The current state of affairs is further compounded by the fact that there is general lack of socio/political awareness, fundamental human rights and crass illiteracy amongst the populace which ironically includes some "educated" Nigerians. Thomas Jefferson once said "Educate the people generally and tyranny and injustice would vanish like evil spirits at the dawn of day". It is clear that some of our leaders would not want to upset the apple cart by educating the people. It has become difficult to get a good foundational (primary and secondary) education in Nigeria unless you are willing and able to pay for it. The publicly funded schools are total shams and so politicized and underfunded that it is better to either abolish them or start afresh. The private schools our kids flock to are for the most part training our children to fit into the world economic order without regard for the needs of the country; its values, culture, history (which for the most part is not taught) and nationalistic aspirations. This means that the majority of kids are not schooled at all and our illiteracy rate is probably rising yearly.
The educational gap leads to the formation of a cesspool of undeveloped or underdeveloped talents that would be perpetually exploited by our leaders or become liabilities to the society. The children of our leaders never taste these sour grapes because they are whisked to the most expensive schools both at home and abroad. Presently, our psyche, though ideally multifaceted and multidimensional has been reduced to one – that of survival.

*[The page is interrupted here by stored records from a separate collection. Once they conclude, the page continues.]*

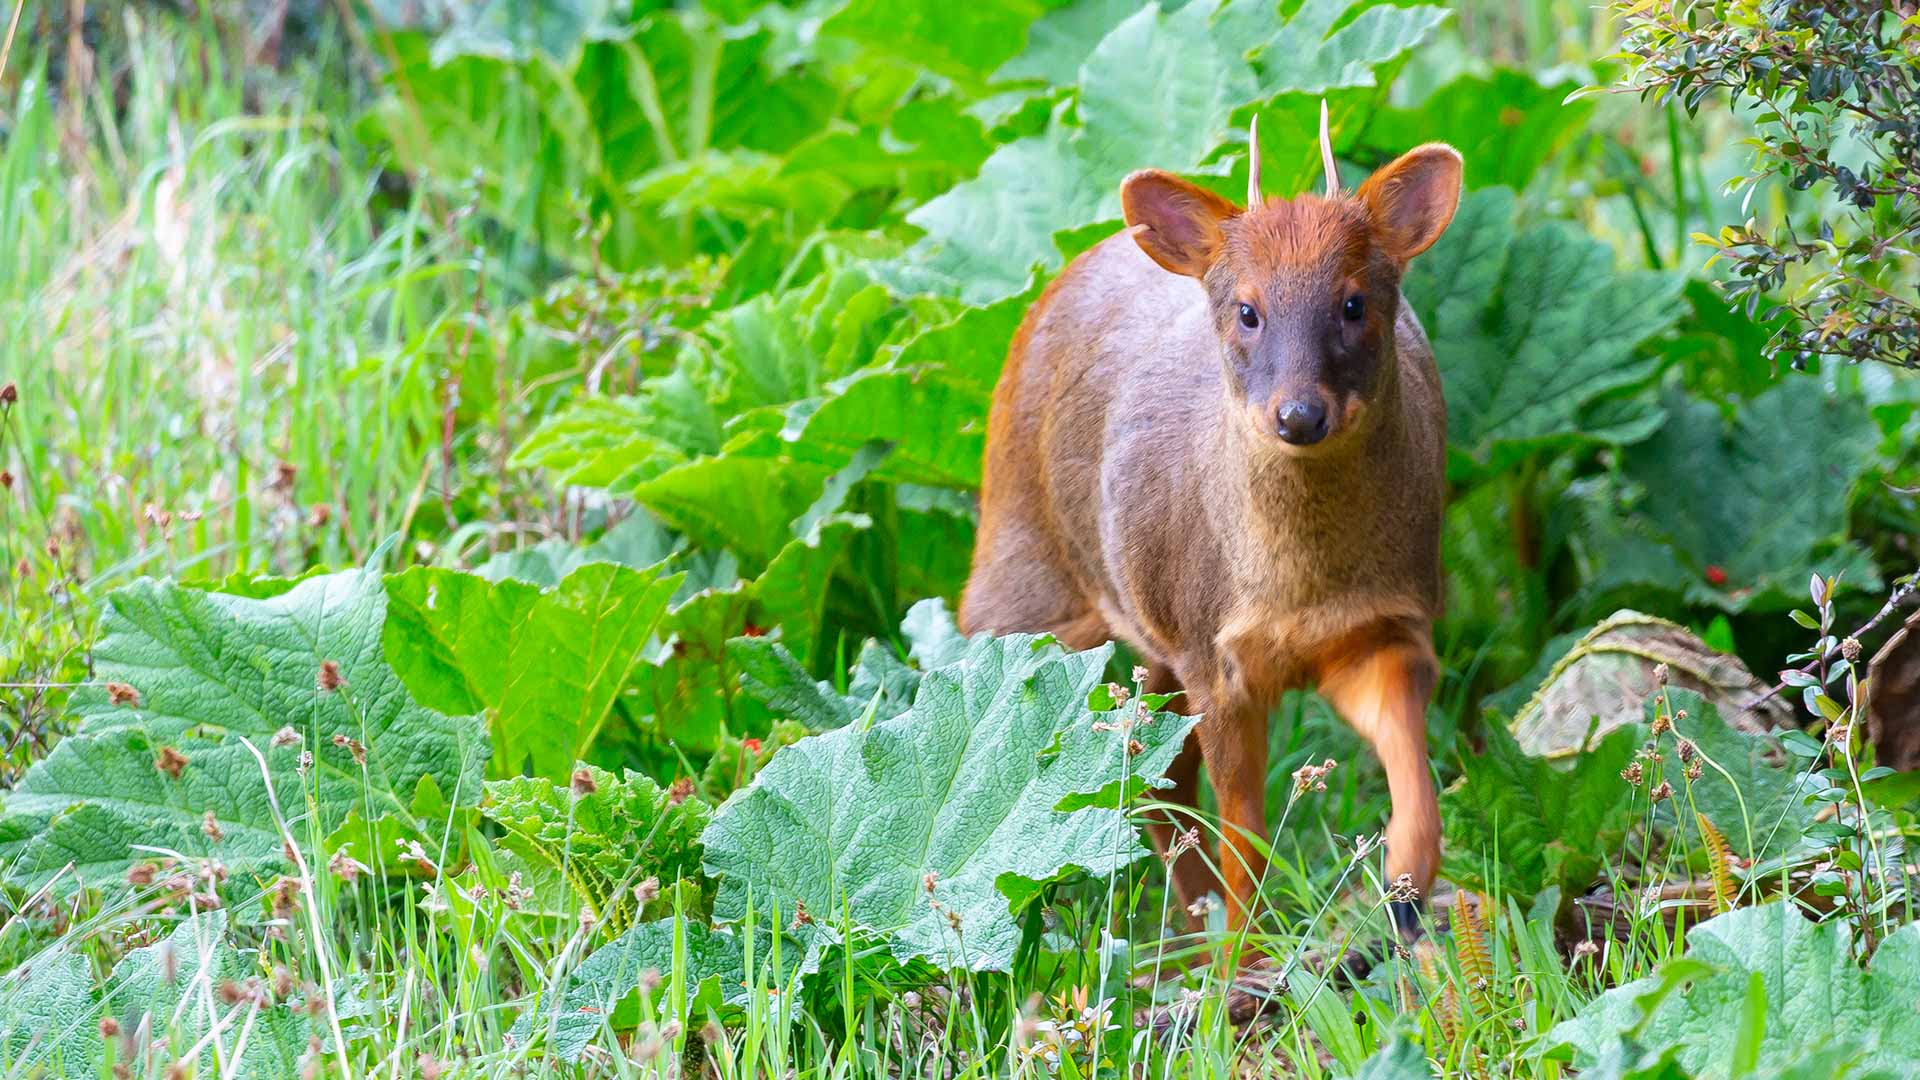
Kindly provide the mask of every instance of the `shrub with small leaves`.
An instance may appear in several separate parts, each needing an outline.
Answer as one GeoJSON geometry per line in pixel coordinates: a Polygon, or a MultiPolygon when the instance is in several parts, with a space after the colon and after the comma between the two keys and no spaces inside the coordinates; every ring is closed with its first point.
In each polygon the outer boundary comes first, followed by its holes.
{"type": "Polygon", "coordinates": [[[1689,114],[1716,90],[1748,114],[1750,175],[1729,182],[1746,206],[1774,181],[1830,195],[1817,219],[1749,217],[1695,234],[1725,261],[1728,299],[1786,314],[1768,344],[1803,367],[1815,357],[1920,368],[1920,14],[1883,0],[1674,0],[1616,5],[1625,88],[1689,114]]]}

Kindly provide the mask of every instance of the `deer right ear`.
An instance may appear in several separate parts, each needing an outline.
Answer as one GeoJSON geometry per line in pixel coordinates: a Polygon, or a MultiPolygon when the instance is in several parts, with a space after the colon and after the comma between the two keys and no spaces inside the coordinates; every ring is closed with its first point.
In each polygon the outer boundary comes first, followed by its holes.
{"type": "Polygon", "coordinates": [[[1142,169],[1120,185],[1120,209],[1133,241],[1161,268],[1201,277],[1220,253],[1220,225],[1232,203],[1172,173],[1142,169]]]}

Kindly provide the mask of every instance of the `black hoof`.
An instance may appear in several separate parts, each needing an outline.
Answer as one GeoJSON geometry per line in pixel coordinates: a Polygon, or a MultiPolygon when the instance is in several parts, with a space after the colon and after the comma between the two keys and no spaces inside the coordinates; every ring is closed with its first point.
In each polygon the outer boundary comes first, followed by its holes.
{"type": "Polygon", "coordinates": [[[1420,920],[1426,907],[1422,900],[1387,901],[1387,918],[1393,922],[1394,932],[1400,935],[1400,944],[1411,945],[1426,933],[1420,920]]]}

It is no wonder that from sunrise to sundown the average Nigerian is simply trying to survive while the country appears to be collapsing around him. The average Nigerian is therefore unfocused as to the source of his problems and this makes taking action to free himself difficult.

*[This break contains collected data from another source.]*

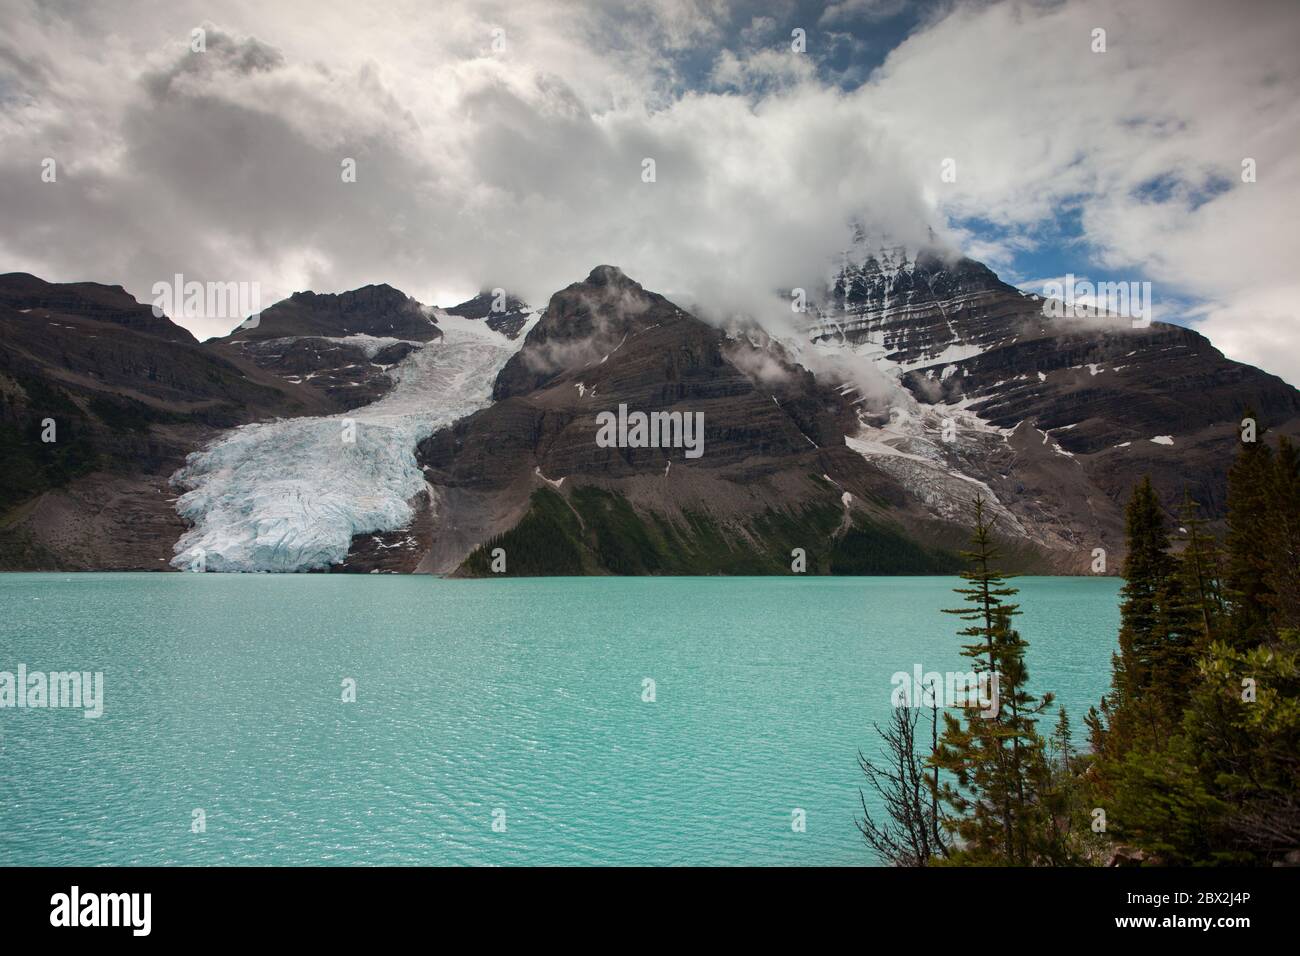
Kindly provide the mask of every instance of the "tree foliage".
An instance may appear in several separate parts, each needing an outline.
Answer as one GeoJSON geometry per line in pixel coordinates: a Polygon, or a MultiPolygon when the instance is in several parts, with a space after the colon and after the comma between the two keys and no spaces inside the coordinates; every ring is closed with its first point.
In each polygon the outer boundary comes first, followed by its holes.
{"type": "Polygon", "coordinates": [[[1222,542],[1186,494],[1178,517],[1171,541],[1150,480],[1133,489],[1111,687],[1076,749],[1064,708],[1049,738],[1038,731],[1052,696],[1030,690],[1017,591],[976,499],[954,589],[964,606],[946,610],[965,625],[961,653],[996,676],[999,706],[942,714],[930,776],[917,765],[917,718],[895,715],[894,769],[862,761],[895,824],[864,829],[869,843],[892,846],[885,855],[900,865],[1102,864],[1121,852],[1175,865],[1300,862],[1300,451],[1285,437],[1242,443],[1222,542]],[[941,805],[928,817],[926,794],[941,805]]]}

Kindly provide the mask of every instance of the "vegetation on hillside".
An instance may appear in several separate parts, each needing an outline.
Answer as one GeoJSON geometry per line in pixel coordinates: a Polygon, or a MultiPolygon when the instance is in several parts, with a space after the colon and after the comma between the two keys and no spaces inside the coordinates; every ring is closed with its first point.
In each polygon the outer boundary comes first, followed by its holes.
{"type": "Polygon", "coordinates": [[[804,549],[808,574],[944,574],[956,554],[917,544],[895,527],[855,519],[841,531],[837,498],[798,511],[768,509],[743,528],[703,511],[669,520],[637,511],[623,495],[593,485],[567,496],[533,492],[523,519],[476,548],[461,565],[473,576],[492,571],[492,554],[505,552],[507,576],[577,574],[790,574],[795,548],[804,549]]]}
{"type": "Polygon", "coordinates": [[[862,758],[886,811],[873,818],[863,800],[878,854],[903,866],[1300,862],[1300,451],[1243,442],[1228,488],[1225,539],[1185,500],[1178,547],[1150,481],[1133,490],[1119,649],[1085,749],[1064,709],[1050,733],[1040,724],[1051,695],[1028,689],[1016,590],[976,501],[966,606],[951,613],[975,671],[999,675],[1001,706],[932,707],[928,747],[919,711],[896,711],[884,759],[862,758]]]}

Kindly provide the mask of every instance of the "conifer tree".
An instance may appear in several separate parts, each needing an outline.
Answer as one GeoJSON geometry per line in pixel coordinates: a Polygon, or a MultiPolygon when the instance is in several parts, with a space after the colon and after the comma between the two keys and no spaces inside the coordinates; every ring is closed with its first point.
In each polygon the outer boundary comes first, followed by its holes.
{"type": "Polygon", "coordinates": [[[1198,832],[1204,856],[1300,858],[1300,631],[1249,651],[1216,642],[1201,673],[1186,736],[1211,811],[1198,832]]]}
{"type": "Polygon", "coordinates": [[[1201,821],[1208,812],[1179,736],[1196,682],[1194,648],[1201,631],[1185,563],[1169,554],[1149,478],[1133,490],[1125,532],[1112,690],[1100,712],[1090,711],[1087,719],[1094,743],[1089,786],[1107,810],[1112,836],[1164,859],[1181,859],[1202,852],[1189,848],[1204,832],[1201,821]]]}
{"type": "Polygon", "coordinates": [[[1133,490],[1125,510],[1127,553],[1124,556],[1124,587],[1120,590],[1120,656],[1124,663],[1122,699],[1132,699],[1152,680],[1160,645],[1161,603],[1170,586],[1174,563],[1170,558],[1169,535],[1165,530],[1160,501],[1150,477],[1133,490]]]}
{"type": "MultiPolygon", "coordinates": [[[[1253,416],[1250,416],[1253,417],[1253,416]]],[[[1249,648],[1273,632],[1272,609],[1277,595],[1272,586],[1272,558],[1265,542],[1269,527],[1269,493],[1273,484],[1273,449],[1260,428],[1255,441],[1241,442],[1236,461],[1228,469],[1228,536],[1224,577],[1232,602],[1234,647],[1249,648]]]]}
{"type": "Polygon", "coordinates": [[[1243,442],[1227,509],[1220,558],[1185,502],[1185,547],[1163,581],[1144,487],[1127,515],[1135,556],[1125,573],[1136,580],[1124,589],[1114,690],[1087,721],[1097,744],[1088,786],[1111,838],[1155,862],[1300,856],[1295,447],[1243,442]]]}
{"type": "Polygon", "coordinates": [[[1038,794],[1047,784],[1049,768],[1037,723],[1039,715],[1051,705],[1052,695],[1044,694],[1040,700],[1030,693],[1029,667],[1025,661],[1029,644],[1011,626],[1005,607],[998,608],[997,622],[999,706],[994,719],[1000,724],[1008,749],[1006,772],[1014,793],[1011,827],[1015,846],[1011,862],[1025,866],[1041,850],[1038,835],[1046,822],[1038,794]]]}
{"type": "Polygon", "coordinates": [[[1060,760],[1062,769],[1069,771],[1070,759],[1074,756],[1074,735],[1070,729],[1070,715],[1065,705],[1057,709],[1056,729],[1052,731],[1052,750],[1060,760]]]}
{"type": "Polygon", "coordinates": [[[974,502],[972,547],[962,573],[969,586],[954,588],[969,605],[945,609],[966,622],[960,637],[975,674],[997,689],[990,713],[967,701],[958,719],[944,714],[944,733],[933,764],[951,775],[941,786],[951,808],[947,821],[961,847],[963,862],[1027,865],[1040,857],[1044,808],[1040,801],[1047,765],[1044,742],[1035,724],[1050,696],[1035,698],[1028,690],[1026,642],[1011,626],[1017,605],[1007,599],[1017,589],[1006,584],[996,567],[998,550],[992,521],[982,497],[974,502]]]}
{"type": "Polygon", "coordinates": [[[1300,630],[1300,448],[1278,439],[1267,491],[1266,600],[1274,629],[1300,630]]]}
{"type": "Polygon", "coordinates": [[[1215,641],[1223,627],[1226,608],[1223,602],[1223,568],[1219,546],[1205,530],[1205,519],[1192,496],[1183,494],[1183,509],[1179,517],[1186,545],[1179,559],[1179,575],[1183,593],[1196,618],[1201,647],[1215,641]]]}
{"type": "Polygon", "coordinates": [[[1009,604],[1006,598],[1017,589],[1006,585],[1007,575],[994,567],[1000,552],[993,541],[993,522],[985,512],[983,495],[976,495],[973,503],[975,530],[971,535],[971,548],[961,553],[969,565],[961,572],[970,586],[953,588],[970,607],[944,608],[944,614],[956,614],[967,626],[958,631],[960,637],[976,638],[974,643],[962,646],[962,656],[969,657],[976,672],[997,670],[997,653],[994,631],[999,609],[1006,614],[1019,614],[1019,606],[1009,604]]]}

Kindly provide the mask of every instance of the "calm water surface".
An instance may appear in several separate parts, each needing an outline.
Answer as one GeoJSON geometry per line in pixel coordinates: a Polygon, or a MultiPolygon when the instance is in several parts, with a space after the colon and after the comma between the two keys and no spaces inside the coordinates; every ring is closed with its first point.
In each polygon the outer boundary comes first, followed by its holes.
{"type": "MultiPolygon", "coordinates": [[[[0,864],[871,864],[857,751],[967,669],[954,583],[0,574],[0,671],[105,682],[0,710],[0,864]]],[[[1080,726],[1119,582],[1016,583],[1080,726]]]]}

Though it may be farfetched for our leaders to fear a revolution in the country – I may be wrong; there are simply no pointers in the horizon to such a lofty goal. A civil war, maybe, but a revolution, not yet! Curiously, two leaders; one a protagonist and the other an antagonist spoke about the possibility of a revolution a couple of years ago in tongue-in-cheek fashion. A former vice president of this country called for a revolution and the other a "civil war hero" pontificated on being cautionary. The vice president, obviously frustrated by his inability to attain power and the civil war "hero" fearful of losing his huge "business" concerns in the country – if not his life. My point is that these leaders were simply jiving and revolutionary ideas could never come from them because they have become part of our national tragedy.